The US National Weather Service (NWS) in Los Angeles has upgraded this week’s fire weather outlook to a “particularly dangerous situation” – its highest level of alert. “Winds will be strong enough to potentially cause explosive fire growth,” it said in a forecast briefing. “Do not do anything that could spark a fire.” In California, about 95% of fires are “human caused”. That rarely means arson, more commonly things such as a truck’s dragging trailer chain, downed power lines or discarded cigarettes.
The NWS expects offshore winds gusting to 70mph, especially in Ventura and Los Angeles counties between Tuesday morning and Wednesday afternoon, bringing relative humidity down as low as 5% and allowing for extreme fire behavior and long-range transport of burning embers. Conditions in Ventura county in particular could be worse than last week.
Within the next few days, fuels will reach record-dry for this time of year all the way up the central coast and potentially into the Bay Area. Fuel dryness – the amount of water that has been removed from trees, grasses and shrubs by the current drought – is approaching and will soon exceed what’s typically seen at the peak of the wildfire season in mid-summer across coastal southern California.
Over the next three weeks
This year’s rainy season is running at just 2% of normal for Los Angeles, which has only seen 0.16in of rain so far.
Weather models increasingly indicate that southern California will receive no rain at all during the rest of January, and potentially no rain during the first week or two of February as well.

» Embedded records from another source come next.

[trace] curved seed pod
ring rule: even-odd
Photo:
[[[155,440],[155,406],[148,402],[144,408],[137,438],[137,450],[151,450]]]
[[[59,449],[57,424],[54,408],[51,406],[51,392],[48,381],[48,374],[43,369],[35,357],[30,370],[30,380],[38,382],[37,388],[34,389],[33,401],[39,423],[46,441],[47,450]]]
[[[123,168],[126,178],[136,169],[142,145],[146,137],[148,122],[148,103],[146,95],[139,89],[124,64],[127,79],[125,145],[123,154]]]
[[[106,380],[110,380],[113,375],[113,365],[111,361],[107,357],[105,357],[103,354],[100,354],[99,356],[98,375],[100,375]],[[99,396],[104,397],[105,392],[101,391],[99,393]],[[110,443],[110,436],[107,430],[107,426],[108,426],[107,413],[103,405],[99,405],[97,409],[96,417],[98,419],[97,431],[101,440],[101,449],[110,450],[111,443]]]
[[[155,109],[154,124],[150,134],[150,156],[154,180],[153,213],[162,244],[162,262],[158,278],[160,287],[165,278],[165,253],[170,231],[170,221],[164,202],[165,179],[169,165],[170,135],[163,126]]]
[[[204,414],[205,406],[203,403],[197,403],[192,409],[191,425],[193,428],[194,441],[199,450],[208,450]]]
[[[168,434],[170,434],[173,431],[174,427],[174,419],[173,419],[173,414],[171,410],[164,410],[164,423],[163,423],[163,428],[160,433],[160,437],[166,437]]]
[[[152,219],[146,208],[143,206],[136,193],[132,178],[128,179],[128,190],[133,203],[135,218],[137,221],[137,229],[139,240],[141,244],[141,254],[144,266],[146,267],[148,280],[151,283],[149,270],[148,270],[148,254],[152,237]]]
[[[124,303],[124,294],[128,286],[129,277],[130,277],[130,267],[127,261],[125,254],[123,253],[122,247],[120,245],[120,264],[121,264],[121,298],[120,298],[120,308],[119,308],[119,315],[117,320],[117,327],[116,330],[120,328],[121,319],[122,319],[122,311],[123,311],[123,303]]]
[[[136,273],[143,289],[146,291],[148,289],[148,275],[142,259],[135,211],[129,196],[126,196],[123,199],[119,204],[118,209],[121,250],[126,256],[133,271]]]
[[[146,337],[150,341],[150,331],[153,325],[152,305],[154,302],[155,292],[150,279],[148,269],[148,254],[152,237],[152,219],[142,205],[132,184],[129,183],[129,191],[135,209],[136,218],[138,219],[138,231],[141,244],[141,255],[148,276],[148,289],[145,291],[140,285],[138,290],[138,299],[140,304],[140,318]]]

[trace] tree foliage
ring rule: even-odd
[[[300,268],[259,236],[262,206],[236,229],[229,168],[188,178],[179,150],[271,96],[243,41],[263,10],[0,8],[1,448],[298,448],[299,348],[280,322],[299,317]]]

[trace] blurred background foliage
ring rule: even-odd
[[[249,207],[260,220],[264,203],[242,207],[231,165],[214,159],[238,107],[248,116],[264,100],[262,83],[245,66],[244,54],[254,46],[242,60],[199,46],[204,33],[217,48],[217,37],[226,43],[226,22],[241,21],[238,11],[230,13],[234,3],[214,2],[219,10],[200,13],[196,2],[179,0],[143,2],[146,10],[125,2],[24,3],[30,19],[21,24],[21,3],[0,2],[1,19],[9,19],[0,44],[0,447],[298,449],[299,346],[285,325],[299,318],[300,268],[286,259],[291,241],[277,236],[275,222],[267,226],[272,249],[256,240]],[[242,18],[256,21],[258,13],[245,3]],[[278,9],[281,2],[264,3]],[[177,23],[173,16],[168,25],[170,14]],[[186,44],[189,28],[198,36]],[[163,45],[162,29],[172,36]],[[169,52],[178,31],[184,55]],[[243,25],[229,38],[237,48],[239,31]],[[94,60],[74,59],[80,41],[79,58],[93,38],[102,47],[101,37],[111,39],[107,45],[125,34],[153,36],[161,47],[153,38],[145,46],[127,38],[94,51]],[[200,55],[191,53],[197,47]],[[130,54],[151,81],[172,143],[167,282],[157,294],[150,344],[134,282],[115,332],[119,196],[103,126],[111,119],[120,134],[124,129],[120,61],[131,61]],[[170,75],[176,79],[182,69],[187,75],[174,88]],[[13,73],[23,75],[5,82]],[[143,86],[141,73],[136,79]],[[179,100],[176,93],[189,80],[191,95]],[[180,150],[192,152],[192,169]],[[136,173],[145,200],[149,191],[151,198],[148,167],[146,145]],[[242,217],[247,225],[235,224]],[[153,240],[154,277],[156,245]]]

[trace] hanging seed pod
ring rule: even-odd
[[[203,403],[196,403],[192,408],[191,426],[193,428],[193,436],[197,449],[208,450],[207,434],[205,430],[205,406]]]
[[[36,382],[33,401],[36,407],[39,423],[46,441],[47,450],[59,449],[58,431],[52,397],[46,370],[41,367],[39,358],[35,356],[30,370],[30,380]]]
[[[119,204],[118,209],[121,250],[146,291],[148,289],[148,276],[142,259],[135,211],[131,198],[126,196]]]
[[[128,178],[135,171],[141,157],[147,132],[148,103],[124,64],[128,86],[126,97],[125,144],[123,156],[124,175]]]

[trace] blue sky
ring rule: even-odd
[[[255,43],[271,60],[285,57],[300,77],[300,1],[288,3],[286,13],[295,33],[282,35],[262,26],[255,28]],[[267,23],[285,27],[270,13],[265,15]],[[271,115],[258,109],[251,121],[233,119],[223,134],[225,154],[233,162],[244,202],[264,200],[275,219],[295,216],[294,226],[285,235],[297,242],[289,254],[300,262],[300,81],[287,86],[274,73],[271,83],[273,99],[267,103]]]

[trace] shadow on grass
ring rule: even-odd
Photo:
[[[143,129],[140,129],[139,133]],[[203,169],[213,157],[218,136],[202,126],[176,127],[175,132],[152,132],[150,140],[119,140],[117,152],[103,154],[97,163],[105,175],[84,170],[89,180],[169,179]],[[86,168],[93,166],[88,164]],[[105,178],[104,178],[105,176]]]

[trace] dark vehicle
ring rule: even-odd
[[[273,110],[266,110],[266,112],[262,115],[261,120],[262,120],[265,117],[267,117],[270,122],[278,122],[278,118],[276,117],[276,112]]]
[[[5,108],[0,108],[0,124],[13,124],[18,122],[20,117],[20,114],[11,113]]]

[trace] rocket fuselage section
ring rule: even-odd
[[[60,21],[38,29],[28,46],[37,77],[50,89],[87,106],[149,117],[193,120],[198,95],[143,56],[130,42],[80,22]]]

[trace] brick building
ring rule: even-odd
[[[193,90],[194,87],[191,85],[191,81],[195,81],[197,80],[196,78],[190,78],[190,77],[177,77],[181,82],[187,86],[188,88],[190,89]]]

That’s really unusual. January and February are the wettest months of the year for Los Angeles, averaging more than 7in of the city’s 13in of rain in a typical year. Even in the winter of 2006-2007, LA’s driest year in history, the city still received a little more than 3in of rain.
Intensifying drought conditions mean that the current round of extremely out-of-season fire weather will continue with the resurgence of any moderate-to-strong Santa Ana winds.
There are emerging signs in longer-range weather models that the current weather pattern could get sticky – and settle into what’s called a blocking pattern. If a blocking pattern, specifically a “Rex block” sets up, it would continue to shunt Pacific moisture either north into Alaska or further south into Mexico, worsening California’s drought.
Over the next three months and beyond
According to the NWS, drought intensified last week across southern California, and will continue to worsen into March.
This year’s historically low rainfall comes after more than 25in of rain fell in each of the last two rainy seasons, boosting the growth of shrubs and grasses that now serve as potential fuel.
This kind of “weather whiplash” is a hallmark signal of the climate crisis.
If and when the rains do come later this year, chances are they will come courtesy of an atmospheric river of moisture that would heighten the risk of flooding and mudslides in the vast burn scars of the Palisades and Eaton fires.
Early January also marked the official arrival of La Niña conditions in the tropical Pacific Ocean, which tend to precede drought years in southern California.
Factoring in the next seven months of seasonal climate forecasts, Los Angeles is on track for between 4-7in of rain for the remainder of this year’s rainy season, with some potential wiggle room above and below that range.
Should this forecast hold, dangerous fire weather would continue not just during the next several weeks, but well into the summer and beyond – and could spread north in California.